Mining shares have had a great run so far this year. Glencore’s (LSE: GLEN) shares have gained a staggering 190% year-to-date, while those in Anglo American (LSE: AAL) have done even better – up 266% this year. But as of recently, it appears their luck may be about to run out – both stocks are among the worst 10 performers in the FTSE 100 this week.
Recovery in commodity prices
Much of the reinvigorated investor interest in mining shares has been attributed to the rise in global commodity prices this year. Global supply disruptions, China’s restocking and, more recently, Trump’s election victory have all been bullish factors for the three minerals and metals that account for most of the sector’s profits – coal, iron ore and copper. However, because these tailwinds are — by their nature — short term, there remains huge uncertainty with the longer term price outlook.
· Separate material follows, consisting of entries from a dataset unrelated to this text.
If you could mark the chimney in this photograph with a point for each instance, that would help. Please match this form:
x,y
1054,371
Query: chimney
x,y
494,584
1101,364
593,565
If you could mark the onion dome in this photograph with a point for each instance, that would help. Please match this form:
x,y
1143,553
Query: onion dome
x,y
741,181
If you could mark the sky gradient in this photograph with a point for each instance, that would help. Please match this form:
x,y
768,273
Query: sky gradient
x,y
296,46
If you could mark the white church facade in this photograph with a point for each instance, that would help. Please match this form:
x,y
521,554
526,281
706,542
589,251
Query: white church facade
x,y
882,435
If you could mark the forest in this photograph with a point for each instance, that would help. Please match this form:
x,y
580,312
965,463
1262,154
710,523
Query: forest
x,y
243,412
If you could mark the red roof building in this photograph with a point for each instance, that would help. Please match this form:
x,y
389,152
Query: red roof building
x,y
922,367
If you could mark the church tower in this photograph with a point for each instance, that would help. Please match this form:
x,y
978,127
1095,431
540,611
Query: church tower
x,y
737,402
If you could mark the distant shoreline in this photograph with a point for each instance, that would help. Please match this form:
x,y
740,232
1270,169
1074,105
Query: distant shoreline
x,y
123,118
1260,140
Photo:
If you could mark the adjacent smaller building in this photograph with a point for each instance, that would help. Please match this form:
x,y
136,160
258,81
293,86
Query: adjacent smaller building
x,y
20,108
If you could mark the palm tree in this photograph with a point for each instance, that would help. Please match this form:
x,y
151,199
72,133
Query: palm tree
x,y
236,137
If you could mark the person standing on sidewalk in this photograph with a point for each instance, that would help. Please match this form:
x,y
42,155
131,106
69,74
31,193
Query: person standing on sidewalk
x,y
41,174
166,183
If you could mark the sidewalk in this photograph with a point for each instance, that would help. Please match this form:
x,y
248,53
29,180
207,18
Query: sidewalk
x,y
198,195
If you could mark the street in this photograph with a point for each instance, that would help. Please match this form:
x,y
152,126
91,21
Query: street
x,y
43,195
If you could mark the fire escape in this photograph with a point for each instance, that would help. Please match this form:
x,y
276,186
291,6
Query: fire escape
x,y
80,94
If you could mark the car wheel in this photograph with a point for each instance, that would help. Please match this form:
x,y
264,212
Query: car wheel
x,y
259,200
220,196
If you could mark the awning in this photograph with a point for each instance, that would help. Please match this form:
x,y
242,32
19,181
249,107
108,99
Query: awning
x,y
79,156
With the market still oversupplied and demand from emerging markets slowing, the likelihood of a sustained recovery in commodity prices seems remote. What’s more, higher cost producers which have been forced out by the commodity price rout last year could re-enter the market if the outlook improves. Unless we see more supply disruptions, market fundamentals may only keep prices lower in the longer run.
Debt reduction and lower production costs
But it’s not just the rebound in commodity prices that’s been behind recent gains in these mining shares. Glencore and Anglo American, which were some of the worst performers in 2015, have taken big steps to cut debt and lower unit production costs.
Glencore expects to sell between $4-5bn worth of underperforming assets this year, and has a goal of cutting net debt to between $17-18bn by the end of 2016. That’s around $5bn less than at the end of June this year, and significantly below the peak debt figure of nearly $30bn in 2015.
Anglo American has a net debt target of less than $10bn by the end of the year, which is down from its peak of $13.5bn in mid-2015. It is also on track to deliver production efficiency savings worth $1.6bn this year, which should have a massive impact in boosting its lagging profitability and allow the company to return to positive free cash flow this year.
Although both miners have strengthened their balance sheets and improved their profitability, I’m avoiding their shares. There is just too much uncertainty with commodity prices in the longer run and valuations are unattractive right now, with shares in Anglo American and Glencore currently priced at 14.6 and 36.1 times their respective forward earnings.
Moreover, following their dividend cuts in 2015, neither company is in a strong position to resume dividend payments. Net profits and free cash flows remain well below their pre-2014 levels, and both companies have prioritised debt reduction over returning cash to shareholders.